Make certain that you can define, and use in context, the key terms below.
- amino sugar
- deoxy sugar
The sugars in the backbone of DNA
The backbone of DNA is based on a repeated pattern of a sugar group and a phosphate group. The full name of DNA, deoxyribonucleic acid, gives you the name of the sugar present - deoxyribose. Deoxyribose is a modified form of another sugar called ribose. I'm going to give you the structure of that first, because you will need it later anyway. Ribose is the sugar in the backbone of RNA, ribonucleic acid.
This diagram misses out the carbon atoms in the ring for clarity. Each of the four corners where there isn't an atom shown has a carbon atom. The heavier lines are coming out of the screen or paper towards you. In other words, you are looking at the molecule from a bit above the plane of the ring.
So that's ribose.
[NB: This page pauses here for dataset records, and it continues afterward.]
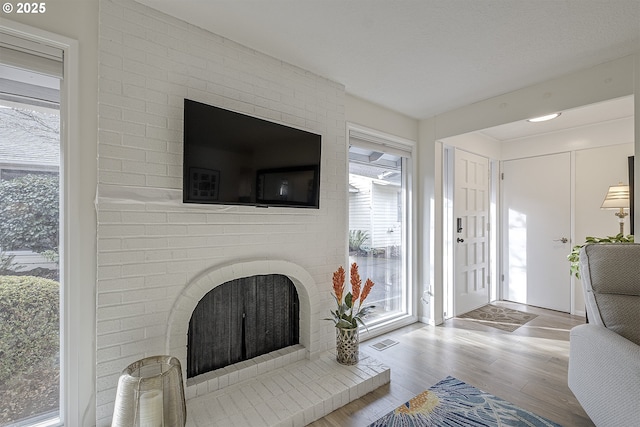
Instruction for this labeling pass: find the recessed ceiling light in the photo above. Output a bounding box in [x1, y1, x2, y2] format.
[527, 113, 562, 123]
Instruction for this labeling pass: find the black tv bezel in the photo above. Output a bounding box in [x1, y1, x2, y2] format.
[182, 98, 322, 209]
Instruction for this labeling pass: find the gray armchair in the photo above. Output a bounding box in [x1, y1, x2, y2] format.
[569, 243, 640, 427]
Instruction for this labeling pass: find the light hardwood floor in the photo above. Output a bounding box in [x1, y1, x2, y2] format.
[310, 302, 594, 427]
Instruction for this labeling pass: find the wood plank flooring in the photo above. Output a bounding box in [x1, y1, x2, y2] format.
[310, 302, 594, 427]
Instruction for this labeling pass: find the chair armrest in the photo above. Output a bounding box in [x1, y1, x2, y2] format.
[569, 324, 640, 427]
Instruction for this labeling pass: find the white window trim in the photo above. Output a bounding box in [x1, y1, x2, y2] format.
[345, 122, 419, 339]
[0, 18, 90, 426]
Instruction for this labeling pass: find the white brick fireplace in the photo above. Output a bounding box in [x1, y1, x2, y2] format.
[97, 0, 356, 427]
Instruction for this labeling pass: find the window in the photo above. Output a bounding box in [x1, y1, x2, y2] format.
[0, 34, 62, 426]
[349, 129, 412, 328]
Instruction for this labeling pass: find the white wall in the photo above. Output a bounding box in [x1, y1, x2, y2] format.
[0, 4, 98, 426]
[345, 94, 418, 141]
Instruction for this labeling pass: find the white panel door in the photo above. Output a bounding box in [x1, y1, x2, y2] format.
[453, 149, 489, 316]
[502, 153, 571, 312]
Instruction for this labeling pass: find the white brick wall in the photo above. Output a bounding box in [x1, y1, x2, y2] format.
[96, 0, 347, 426]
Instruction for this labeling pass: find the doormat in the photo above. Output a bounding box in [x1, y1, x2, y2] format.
[456, 304, 538, 332]
[369, 376, 560, 427]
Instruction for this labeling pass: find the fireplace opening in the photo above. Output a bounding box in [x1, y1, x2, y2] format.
[187, 274, 300, 378]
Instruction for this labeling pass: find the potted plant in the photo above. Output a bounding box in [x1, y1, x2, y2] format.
[325, 262, 374, 365]
[567, 233, 633, 279]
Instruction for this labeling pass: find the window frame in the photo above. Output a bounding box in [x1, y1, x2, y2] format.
[345, 122, 418, 338]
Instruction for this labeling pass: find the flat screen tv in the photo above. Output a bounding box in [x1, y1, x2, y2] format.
[182, 99, 321, 209]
Deoxyribose, as the name might suggest, is ribose which has lost an oxygen atom - "de-oxy".
The only other thing you need to know about deoxyribose (or ribose, for that matter) is how the carbon atoms in the ring are numbered. The carbon atom to the right of the oxygen as we have drawn the ring is given the number 1, and then you work around to the carbon on the CH2OH side group which is number 5.
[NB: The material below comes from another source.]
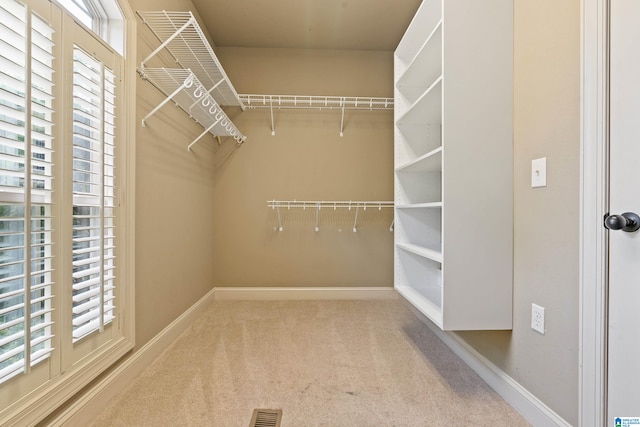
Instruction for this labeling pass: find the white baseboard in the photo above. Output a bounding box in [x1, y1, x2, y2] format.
[49, 289, 214, 426]
[214, 287, 398, 301]
[407, 303, 571, 427]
You will notice that each of the numbers has a small dash by it - 3' or 5', for example. If you just had ribose or deoxyribose on its own, that wouldn't be necessary, but in DNA and RNA these sugars are attached to other ring compounds. The carbons in the sugars are given the little dashes so that they can be distinguished from any numbers given to atoms in the other rings. You read 3' or 5' as "3-prime" or "5-prime".
An amino sugar (or more technically a 2-amino-2-deoxysugar) is a sugar molecule in which a hydroxyl group has been replaced with an amine group. More than 60 amino sugars are known, with one of the most abundant being N-acetylglucosamine, which is the main component of chitin.
Structure of the chitin molecule, showing two of the N-acetylglucosamine units that repeat to form long chains in β-(1→4)-linkage.
Chitin is is a polymer of N-acetylglucosamine and is found in many places throughout the natural world. It is a characteristic component of the cell walls of fungi, the exoskeletons of arthropods such as crustaceans (e.g., crabs, lobsters and shrimps) and insects, the radulae of molluscs, and the beaks and internal shells of cephalopods, including squid and octopuses and on the scales and other soft tissues of fish and lissamphibians.